It is difficult to help you here, without seeing your actual query, and a relevant subset of the two data sets you are operating on.
However, the most common mistake is to get the order of the two statements the wrong way round: Since MINUS returns only those records which ARE in the first set and NOT in the second, (ignoring all those that ARE in the second and NOT in the first) if you swap the order, it is likely to return an empty dataset.
First things first: run your first statement alone into a DataTable, then your second statement alone into another. Compare the two tables (if necessary, dump them into DataGridViews or use DataTable.WriteXML method to let you analyse them offline with a text editor or similar)

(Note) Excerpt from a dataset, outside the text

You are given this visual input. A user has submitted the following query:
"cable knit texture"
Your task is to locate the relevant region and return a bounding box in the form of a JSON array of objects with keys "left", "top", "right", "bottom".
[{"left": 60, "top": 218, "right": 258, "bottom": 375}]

If it looks like there should be records after the MINUS, we need to see the queries and a relevant data subset.
OP Added SQL statement:
select top 1 Book_Stock.StockId from Book_Stock,Issue_Book where Book_Stock.BookId='99'
except
select Book_Stock.StockId from Book_Stock,Issue_Book where Book_Stock.StockId = Issue_Book.StockId
That won't work - the first SELECT will only return the top row in the table, which is then checked against the exclusion list. If you want to return the top result of the combined exclusion, you need to nest the queries:
SELECT TOP 1 * FROM myTable WHERE iD IN
(
SELECT iD FROM myTable WHERE iD > 5
EXCEPT
SELECT iD FROM myTable WHERE iD < 10
)
You will have to jiggle it to match what you want to do exactly, but that's the principle.